Получив письмо, Маргарита снова легла ничком на кровать и обратилась к мужу с длинным монологом, который первое время был бурным и беспорядочным, а со временем превратился в однообразное кольцевое построение: мы так любили друг друга, ты так хотел ребенка, я родила тебе сразу двоих, а ты говоришь, что это не твои дети, но я ни в чем не виновата перед тобой, как же ты можешь мне не верить, ведь мы так любили друг друга, ты так хотел ребенка, я родила тебе сразу двоих…
Потрясенная Эмма Ашотовна, испытывая чувство вины, выстраивала в обратной перспективе две колоннады цифр, кратных тринадцати и девятнадцати, отстраненно отмечала, как они лиловеют и синеют по мере удаления, и нащупывала одновременно ниточку какого-то гениального и сказочного решения, которое смогло бы все вернуть назад, к месту непостижимой ошибки, и все бы организовалось мудро, мирно, ко всеобщей радости.
Но Маргарита с постели не встала. И Эмма Ашотовна начинала свой день с того, что поднимала дочь, вела ее в уборную, в ванную, умывала, поила чаем и укладывала снова в постель.

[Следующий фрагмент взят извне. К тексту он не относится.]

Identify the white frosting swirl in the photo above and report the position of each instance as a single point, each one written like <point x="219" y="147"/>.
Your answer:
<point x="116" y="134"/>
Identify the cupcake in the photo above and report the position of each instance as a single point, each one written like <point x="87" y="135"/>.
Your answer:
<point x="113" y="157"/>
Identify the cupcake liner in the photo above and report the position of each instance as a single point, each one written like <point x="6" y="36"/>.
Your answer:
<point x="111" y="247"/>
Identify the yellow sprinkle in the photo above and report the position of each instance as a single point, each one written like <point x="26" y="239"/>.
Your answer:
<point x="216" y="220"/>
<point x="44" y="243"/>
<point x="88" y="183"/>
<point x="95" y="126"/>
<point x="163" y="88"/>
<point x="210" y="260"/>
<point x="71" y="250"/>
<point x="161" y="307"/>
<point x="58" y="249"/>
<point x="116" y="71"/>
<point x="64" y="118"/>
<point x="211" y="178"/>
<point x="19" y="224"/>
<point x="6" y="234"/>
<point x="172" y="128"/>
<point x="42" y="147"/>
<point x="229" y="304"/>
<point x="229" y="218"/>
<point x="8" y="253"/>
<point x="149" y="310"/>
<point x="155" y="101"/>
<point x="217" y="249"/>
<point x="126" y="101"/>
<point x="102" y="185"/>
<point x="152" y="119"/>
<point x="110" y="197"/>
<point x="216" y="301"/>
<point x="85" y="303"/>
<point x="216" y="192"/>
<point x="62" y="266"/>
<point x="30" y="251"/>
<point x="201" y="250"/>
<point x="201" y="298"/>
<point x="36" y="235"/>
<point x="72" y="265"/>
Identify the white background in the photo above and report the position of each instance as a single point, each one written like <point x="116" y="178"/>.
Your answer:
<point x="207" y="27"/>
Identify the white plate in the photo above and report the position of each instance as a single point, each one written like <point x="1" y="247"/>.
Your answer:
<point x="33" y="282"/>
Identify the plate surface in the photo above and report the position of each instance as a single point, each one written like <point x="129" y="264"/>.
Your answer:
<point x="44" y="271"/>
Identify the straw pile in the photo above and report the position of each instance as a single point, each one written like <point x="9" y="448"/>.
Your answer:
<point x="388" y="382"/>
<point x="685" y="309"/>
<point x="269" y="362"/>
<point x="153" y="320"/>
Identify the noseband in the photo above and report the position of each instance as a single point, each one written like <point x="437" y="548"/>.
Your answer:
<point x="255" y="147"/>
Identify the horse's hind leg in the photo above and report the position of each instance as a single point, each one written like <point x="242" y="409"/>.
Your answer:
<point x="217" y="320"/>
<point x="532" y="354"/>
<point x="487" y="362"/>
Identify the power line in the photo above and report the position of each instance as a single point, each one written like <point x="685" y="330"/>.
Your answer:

Со временем она перестроилась: не укладывала, а усаживала Маргариту в кресло, укрыв ноги пледом. На вопросы Маргарита отвечала односложно, с большой неохотой. По шевелению губ, по отдельным, едва слышно произнесенным словам Эмма Ашотовна поняла, что именно повторяет тысячекратно ее дочь, и пыталась вывести Маргариту из ее умственного паралича. Она подносила к ней девочек, укладывала рядом. Маргарита опускала на них свои полупрозрачные пальцы, улыбалась светло и безумно, а губы ее все шевелились, неслышно взывая к жестокосердному мужу.
Уложенные валетом, толсто запеленутые, перегретые, как пирожки в духовке – Эмма Ашотовна больше всего на свете боялась холода, – девочки довольно долго спали в одной кроватке. Мать слабо реагировала на них, отец страдал от одного факта их существования, и только бабушка принимала их как дар небес, любовно и благодарно, стыдясь момента первой неприязни к ним, да еще Феня, соседка и помощница, склонялась над ними, улыбаясь совершенно таким же беззубым ртом, как у девочек, и ворковала сладким голосом:
– Агу, агу, агушеньки…
Потом внесли вторую кроватку, и они росли, смотрелись друг в друга, как в зеркало, быстро перенимая все навыки одна от другой, вечно обезьянничая. С нежностью и почти научным интересом Эмма Ашотовна отмечала в них все черты сходства, все штрихи различий: младшая вроде бы ударяется в леворукость, и кожа у нее чуть смуглей, гуще и темней волосы, крупнее кисти рук. Левая ягодица младшей была отмечена родинкой в форме перевернутой трехзубой короны. У Гаяне тоже была родинка, но на правой ягодице, и форма ее была как-то размыта. Зато зубы начинали прорезаться у них всегда в один и тот же день, и с удовольствием ели они одну и ту же пищу, и всегда дружно отказывались от моркови, в каком бы виде она ни попадала на их стол.